Programming with type functions in Ceylon

I've recently been working on some experimental new features of Ceylon's already extremely powerful type system. What I'm going to explain in this post is known, technically, as:

  • higher order generic types (or type constructor polymorphism, or higher kinds), and
  • higher rank generic types (or rank-N polymorphism).

Please don't worry about this jargon salad. (And please don't try to google any of those terms, because the explanations you'll find will only make these pretty straightforward notions seem confusing.) Stick with me, and I'll do my best to explain the concepts in intuitive terms, without needing any of the above terminology.

But first, let's start with pair of examples that illustrate a motivating problem.

This function simply returns its argument:

Object pipeObject(Object something) => something;

This function adds Floats:

Float addFloats(Float x, Float y) => x+y;

Modern programming language let us treat either of these functions as a value and pass it around the system.
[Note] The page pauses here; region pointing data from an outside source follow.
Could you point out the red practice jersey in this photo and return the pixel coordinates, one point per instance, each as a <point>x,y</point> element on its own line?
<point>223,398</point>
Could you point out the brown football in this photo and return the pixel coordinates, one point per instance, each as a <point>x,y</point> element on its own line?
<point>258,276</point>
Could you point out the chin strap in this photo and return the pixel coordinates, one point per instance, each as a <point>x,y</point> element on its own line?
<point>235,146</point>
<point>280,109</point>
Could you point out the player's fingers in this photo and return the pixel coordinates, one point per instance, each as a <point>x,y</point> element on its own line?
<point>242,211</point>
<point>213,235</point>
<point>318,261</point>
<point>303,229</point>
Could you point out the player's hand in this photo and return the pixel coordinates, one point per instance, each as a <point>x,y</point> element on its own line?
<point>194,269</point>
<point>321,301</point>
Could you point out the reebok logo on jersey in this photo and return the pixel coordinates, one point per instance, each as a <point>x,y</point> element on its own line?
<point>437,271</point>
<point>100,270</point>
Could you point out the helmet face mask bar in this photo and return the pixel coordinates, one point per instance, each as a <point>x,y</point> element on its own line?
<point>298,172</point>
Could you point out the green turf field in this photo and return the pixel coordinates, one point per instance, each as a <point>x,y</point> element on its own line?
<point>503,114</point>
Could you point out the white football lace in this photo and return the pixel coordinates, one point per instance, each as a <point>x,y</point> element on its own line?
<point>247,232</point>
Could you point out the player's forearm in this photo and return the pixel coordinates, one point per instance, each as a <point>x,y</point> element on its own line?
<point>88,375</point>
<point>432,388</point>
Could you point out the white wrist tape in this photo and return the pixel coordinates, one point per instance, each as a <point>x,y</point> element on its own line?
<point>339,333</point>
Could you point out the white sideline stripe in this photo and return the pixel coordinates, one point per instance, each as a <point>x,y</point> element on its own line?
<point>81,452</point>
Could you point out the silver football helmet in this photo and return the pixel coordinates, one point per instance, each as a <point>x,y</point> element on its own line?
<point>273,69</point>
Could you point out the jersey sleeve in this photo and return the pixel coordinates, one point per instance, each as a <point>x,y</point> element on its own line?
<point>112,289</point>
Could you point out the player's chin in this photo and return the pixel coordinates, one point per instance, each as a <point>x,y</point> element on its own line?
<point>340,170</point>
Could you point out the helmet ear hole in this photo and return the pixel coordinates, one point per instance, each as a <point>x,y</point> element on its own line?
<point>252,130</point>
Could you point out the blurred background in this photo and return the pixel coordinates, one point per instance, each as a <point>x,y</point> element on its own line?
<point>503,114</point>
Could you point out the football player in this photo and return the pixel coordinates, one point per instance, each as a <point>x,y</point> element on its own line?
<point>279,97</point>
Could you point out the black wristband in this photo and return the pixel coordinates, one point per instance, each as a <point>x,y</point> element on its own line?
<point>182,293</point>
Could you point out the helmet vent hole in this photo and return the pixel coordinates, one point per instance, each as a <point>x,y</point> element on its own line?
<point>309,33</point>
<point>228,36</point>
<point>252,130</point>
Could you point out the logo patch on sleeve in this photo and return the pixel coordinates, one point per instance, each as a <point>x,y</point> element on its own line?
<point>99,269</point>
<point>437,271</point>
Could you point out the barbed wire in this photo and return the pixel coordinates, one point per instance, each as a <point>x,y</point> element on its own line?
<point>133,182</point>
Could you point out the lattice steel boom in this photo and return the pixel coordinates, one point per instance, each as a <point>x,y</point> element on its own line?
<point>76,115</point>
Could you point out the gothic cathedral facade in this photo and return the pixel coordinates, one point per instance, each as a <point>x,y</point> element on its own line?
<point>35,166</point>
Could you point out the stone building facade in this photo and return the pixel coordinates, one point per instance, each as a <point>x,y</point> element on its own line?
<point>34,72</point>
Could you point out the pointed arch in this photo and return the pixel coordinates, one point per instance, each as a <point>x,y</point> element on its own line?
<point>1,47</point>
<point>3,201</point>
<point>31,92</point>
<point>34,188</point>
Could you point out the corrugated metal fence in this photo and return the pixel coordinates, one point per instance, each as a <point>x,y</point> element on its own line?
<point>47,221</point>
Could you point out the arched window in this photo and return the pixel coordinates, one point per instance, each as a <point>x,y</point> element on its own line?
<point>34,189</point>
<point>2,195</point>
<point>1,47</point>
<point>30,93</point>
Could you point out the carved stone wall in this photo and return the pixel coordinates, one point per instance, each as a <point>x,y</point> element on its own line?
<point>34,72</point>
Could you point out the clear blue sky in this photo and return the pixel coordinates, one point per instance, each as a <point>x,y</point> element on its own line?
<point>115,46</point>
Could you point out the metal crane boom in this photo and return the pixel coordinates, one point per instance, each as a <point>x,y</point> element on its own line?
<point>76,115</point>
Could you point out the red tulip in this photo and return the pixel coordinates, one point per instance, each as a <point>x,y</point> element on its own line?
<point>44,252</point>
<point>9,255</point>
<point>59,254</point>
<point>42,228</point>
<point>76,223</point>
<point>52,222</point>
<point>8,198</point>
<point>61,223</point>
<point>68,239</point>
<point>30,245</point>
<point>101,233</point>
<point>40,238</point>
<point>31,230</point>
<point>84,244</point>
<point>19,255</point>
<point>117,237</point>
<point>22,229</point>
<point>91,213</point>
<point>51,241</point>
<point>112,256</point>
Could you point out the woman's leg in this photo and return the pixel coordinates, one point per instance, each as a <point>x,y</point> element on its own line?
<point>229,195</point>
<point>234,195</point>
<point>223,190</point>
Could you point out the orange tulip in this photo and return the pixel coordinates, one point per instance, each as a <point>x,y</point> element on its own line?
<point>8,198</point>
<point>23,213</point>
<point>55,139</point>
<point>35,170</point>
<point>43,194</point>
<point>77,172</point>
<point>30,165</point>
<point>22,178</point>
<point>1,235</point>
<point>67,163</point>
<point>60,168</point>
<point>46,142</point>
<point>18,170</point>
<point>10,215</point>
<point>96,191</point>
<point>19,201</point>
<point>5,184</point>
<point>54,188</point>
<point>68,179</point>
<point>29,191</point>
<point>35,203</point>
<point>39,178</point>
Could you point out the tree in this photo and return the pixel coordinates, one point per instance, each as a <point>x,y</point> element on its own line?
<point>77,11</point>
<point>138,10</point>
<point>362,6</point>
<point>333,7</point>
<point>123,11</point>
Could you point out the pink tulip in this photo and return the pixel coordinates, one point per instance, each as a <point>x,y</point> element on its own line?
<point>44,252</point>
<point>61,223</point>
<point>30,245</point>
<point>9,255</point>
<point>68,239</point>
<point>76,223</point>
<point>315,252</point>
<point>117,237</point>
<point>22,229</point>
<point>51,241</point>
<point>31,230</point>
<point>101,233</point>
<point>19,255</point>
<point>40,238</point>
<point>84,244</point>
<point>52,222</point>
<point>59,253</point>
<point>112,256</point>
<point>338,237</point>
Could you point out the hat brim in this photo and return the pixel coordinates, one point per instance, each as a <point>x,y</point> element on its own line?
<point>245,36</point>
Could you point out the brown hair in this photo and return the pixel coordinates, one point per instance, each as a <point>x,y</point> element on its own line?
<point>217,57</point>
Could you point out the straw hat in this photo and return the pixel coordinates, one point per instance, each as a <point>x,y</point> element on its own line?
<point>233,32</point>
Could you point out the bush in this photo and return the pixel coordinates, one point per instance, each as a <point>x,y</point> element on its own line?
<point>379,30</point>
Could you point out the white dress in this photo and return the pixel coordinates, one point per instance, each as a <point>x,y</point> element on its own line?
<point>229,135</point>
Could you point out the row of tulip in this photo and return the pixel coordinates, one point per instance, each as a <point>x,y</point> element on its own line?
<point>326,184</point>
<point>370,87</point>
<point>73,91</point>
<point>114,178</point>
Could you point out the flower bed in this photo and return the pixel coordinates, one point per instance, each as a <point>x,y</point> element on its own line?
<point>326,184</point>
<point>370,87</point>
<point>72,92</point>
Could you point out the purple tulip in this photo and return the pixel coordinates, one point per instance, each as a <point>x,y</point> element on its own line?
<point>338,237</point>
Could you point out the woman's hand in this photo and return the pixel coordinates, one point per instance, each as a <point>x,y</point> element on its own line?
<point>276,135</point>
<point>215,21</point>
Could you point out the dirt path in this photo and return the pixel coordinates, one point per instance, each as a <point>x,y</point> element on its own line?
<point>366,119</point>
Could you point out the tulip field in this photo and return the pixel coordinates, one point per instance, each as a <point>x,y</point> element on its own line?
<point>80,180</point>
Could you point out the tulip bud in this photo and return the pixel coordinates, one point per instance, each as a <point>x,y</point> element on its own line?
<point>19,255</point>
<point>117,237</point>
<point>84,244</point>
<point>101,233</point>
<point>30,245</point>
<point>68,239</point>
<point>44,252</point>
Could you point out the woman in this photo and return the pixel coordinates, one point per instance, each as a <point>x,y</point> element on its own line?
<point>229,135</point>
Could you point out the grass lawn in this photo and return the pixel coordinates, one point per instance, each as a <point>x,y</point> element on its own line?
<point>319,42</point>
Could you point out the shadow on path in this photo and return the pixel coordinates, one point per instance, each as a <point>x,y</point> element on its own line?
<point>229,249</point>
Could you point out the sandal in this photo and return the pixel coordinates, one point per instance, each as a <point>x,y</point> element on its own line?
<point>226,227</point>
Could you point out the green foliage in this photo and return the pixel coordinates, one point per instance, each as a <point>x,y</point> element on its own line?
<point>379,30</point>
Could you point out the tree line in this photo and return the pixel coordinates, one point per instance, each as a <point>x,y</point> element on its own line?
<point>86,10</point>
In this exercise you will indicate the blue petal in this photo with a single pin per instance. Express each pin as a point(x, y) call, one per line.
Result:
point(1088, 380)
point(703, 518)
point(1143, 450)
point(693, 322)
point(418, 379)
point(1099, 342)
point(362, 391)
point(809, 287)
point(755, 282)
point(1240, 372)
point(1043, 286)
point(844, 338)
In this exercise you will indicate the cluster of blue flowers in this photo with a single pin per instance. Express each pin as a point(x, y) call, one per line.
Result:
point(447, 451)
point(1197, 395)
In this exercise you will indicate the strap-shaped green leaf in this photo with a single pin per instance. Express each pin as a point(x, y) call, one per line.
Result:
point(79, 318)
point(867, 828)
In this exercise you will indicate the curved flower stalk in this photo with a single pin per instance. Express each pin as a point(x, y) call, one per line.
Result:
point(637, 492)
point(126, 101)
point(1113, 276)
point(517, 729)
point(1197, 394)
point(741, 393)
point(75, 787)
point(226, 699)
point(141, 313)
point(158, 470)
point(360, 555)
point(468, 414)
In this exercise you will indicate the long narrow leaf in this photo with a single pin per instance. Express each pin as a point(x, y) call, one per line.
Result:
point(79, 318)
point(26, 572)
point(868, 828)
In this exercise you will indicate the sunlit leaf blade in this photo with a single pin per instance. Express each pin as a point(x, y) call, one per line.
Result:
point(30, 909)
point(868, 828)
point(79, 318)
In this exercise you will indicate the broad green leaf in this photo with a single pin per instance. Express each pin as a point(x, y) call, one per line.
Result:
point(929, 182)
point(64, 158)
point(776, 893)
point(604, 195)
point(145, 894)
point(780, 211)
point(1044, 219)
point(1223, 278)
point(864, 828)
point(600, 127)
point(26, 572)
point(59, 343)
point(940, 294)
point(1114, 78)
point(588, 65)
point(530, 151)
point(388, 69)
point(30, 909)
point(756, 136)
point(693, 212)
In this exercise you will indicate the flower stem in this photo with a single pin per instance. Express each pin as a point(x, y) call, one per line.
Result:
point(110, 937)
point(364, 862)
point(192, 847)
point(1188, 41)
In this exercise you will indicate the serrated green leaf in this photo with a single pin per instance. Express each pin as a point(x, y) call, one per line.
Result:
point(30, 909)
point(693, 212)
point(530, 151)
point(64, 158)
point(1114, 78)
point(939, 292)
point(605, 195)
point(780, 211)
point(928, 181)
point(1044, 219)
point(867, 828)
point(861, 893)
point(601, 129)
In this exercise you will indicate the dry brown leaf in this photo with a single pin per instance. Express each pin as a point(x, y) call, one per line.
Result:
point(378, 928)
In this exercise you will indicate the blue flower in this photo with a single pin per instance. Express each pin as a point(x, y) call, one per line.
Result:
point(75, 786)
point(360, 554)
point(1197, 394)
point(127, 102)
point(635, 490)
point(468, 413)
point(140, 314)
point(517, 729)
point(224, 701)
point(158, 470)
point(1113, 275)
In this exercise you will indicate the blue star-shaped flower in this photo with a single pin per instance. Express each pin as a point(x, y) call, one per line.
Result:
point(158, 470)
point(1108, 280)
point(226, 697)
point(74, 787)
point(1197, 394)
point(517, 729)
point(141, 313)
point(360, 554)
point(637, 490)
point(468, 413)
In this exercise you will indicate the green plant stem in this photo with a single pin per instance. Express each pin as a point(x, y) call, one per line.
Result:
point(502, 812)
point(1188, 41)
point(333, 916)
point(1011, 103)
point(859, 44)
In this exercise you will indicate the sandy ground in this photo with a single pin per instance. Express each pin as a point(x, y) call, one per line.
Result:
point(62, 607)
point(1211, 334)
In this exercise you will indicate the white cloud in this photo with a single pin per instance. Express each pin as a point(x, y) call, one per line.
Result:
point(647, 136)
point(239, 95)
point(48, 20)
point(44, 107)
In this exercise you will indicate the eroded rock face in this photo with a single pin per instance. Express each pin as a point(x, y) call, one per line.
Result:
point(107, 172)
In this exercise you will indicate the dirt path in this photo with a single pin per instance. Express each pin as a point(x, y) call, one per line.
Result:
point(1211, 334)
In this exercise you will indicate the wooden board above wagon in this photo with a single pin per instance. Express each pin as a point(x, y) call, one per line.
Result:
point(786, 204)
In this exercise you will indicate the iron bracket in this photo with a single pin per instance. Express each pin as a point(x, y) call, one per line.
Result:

For example, I can write:

Object(Object) pipeObjectFun = pipeObject;

Or:

Float(Float,Float) addFloatsFun = addFloats;

Where Object(Object) and Float(Float,Float) represent the types of the functions, and pipeObject and addFloats are a references to the functions. So far so good.

But sometimes it's useful to have a function that abstracts away from the concrete data type using generics. We introduce a type variable, to represent the "unknown" type of thing we're dealing with:

Any pipe<Any>(Any anything) => anything;

And:

Number add<Number>(Number x, Number y)
            given Number satisfies Summable<Number>
        => x+y;

Sometimes, as in add(), the unknown type is constrained in some way. We express this using a type constraint:

given Number satisfies Summable<Number>

This is Ceylon's way of denoting that Number may only be a type which is a subtype of the upper bound Summable<Number>, i.e. that it is a type to which we can apply the addition operator +.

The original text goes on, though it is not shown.